Lasting impact of being first on the scene
Working these kinds of scenes takes its toll. “Time and time again you arrive at these incidents and wonder why,” says Blanchette. “The lights are working, the sightlines are good, the equipment is operating as intended and the weather is good. There is almost a sense of helplessness. There is nothing else you can do to have prevented this from happening.”
Exploring this further, Blanchette reveals just how far reaching the trauma of a railway fatality can be. “We are charged with a very important job, and that is to ensure the public has a safe passage across our tracks. We must maintain a very high standard and put in many hours to ensure the public is not at risk. This is why when something happens at one of our crossings, or even a crossing at another railway, we are very disturbed by this,” he states.
“Every regulation and standard that we follow during the process of maintaining public crossings and protection equipment is written in blood. Every time there is an incident with a train or equipment an investigation takes place. But, unfortunately, no matter what you do, someone always thinks they can beat the train. And that we can’t control.”
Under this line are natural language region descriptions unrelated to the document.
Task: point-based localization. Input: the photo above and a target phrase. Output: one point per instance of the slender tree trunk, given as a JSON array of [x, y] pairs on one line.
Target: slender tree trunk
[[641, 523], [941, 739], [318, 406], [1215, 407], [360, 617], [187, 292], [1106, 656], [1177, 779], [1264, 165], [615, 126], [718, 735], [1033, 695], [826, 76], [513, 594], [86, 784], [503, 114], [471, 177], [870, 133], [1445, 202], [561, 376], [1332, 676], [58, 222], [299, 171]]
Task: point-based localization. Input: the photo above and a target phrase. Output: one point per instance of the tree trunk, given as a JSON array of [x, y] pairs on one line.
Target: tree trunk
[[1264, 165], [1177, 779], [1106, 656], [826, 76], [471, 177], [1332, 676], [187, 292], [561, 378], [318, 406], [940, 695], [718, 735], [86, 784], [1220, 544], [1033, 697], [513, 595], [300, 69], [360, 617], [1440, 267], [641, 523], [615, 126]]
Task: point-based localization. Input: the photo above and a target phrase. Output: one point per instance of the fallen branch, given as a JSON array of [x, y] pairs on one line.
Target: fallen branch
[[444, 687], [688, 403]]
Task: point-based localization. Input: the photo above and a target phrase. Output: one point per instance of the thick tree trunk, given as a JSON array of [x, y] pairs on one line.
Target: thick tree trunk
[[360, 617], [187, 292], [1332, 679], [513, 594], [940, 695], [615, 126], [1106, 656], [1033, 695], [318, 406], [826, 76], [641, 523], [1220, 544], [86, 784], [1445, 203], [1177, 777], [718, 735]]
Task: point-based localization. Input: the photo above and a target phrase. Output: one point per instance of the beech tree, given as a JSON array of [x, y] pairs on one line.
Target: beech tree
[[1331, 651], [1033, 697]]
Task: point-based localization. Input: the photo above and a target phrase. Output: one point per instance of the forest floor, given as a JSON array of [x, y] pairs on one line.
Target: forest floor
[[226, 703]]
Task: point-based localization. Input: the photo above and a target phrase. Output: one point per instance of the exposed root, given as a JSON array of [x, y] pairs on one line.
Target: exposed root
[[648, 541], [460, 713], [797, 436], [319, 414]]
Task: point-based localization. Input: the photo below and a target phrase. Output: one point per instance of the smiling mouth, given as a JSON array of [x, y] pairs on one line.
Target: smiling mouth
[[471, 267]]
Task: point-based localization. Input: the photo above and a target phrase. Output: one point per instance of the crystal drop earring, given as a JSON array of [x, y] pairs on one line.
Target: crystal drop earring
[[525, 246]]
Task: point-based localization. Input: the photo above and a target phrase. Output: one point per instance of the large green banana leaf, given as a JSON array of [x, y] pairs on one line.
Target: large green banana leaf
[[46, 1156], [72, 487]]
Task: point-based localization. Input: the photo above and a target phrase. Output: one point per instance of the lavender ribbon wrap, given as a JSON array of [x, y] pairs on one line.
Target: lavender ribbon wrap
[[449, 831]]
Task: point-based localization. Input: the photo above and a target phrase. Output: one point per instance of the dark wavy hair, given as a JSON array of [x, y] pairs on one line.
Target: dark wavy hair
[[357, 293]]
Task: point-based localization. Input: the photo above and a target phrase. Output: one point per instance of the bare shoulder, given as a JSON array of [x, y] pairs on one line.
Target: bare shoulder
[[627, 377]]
Something to think about when encountering railway property
In 1999 Blanchette began working with Operation Lifesaver to educate Canadians on what they can do to avoid becoming a railway-related fatality. He regularly does presentations and mock collisions.
Doing the work Blanchette does isn’t easy, but through his experience he shares an important rail safety message with Canadians. “Today my message is simple. Always give every crossing a second look. You wouldn’t drive through a vehicle intersection without looking both ways, so why would you do this at a railway crossing where the vehicle could kill you instantly. Trains don’t forgive mistakes.”